Agustusan di Yaman, Bukti Nasionalisme Santri Garuda

300 tahun lebih negeri kita dijajah. Oleh negara-negara Barat. Dan oleh Jepang beberapa tahun di masa akhir penjajahan. Mereka kaum penjajah mengaku berpendidikan tinggi dan berperadaban maju. Tapi naifnya, yang ia gaungkan sebagai ilmu dan peradaban, justru melegalkan penjajahan, merampas kekayaan alam yang bukan miliknya, menindas tuan rumah dan melecehkan perikemanusiaan.
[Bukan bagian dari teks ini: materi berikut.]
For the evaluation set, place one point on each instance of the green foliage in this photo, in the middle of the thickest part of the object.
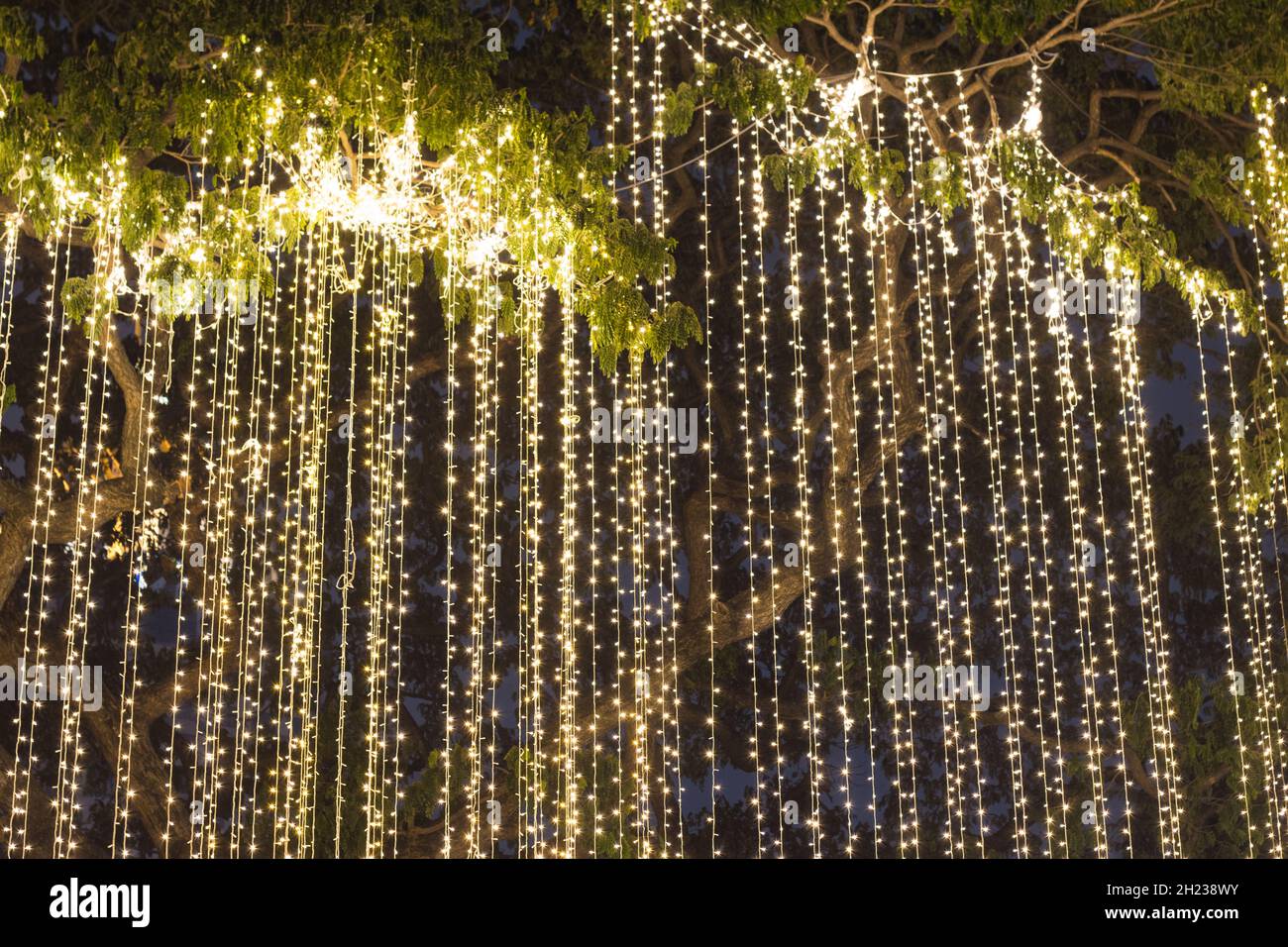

Manusia oleh mereka dibagi berkasta-kasta. Dalam pemberlakuan hukum, juga dalam kehidupan sosial kemasyarakatan. Bangsa Eropa (kaum penjajah) sebagai kasta tertinggi. Disusul bangsa Indo (blesteran Eropa-pribumi). Lalu kasta terbawah: kaum pribumi.

Sepanjang ratusan tahun itulah, para pendahulu kita --sebagai kaum pribumi- berjuang mati-matian. Jihad bertumpah darah memerangi segala bentuk penjajahan. Melawan segala macam penindasan. Demi tanah air tercinta. Tak peduli anak-anak menjadi yatim karena kematiannya. Tak peduli pula istri menjadi janda. Yang terpenting adalah mereka, atau setidaknya anak-cucunya, harus merasakan kemerdekaan yang hakiki, tidak diperbudak oleh kaum penjajah yang layaknya binatang tak manusiawi.

Hingga pada akhirnya, perjuangan itu berada pada puncaknya. Pertengahan abad ke-20, setelah terjajah 350 tahun, terjadilah momen pertempuran antara hidup dan mati. Dengan pasokan senjata ala kadarnya. Bambu runcing, batu, balok kayu, maupun jimat kesaktian. Ribuan masyarakat syahid dalam pertarungan. Demi satu kata berjuta makna, yaitu: kemerdekaan.

الحرية تاج على رؤوس الأحرار ، لا يعرفه إلا العبيد

Kemerdekaan adalah mahkota di atas kepala bangsa yang merdeka, tak bisa melihatnya kecuali bangsa yang terjajah.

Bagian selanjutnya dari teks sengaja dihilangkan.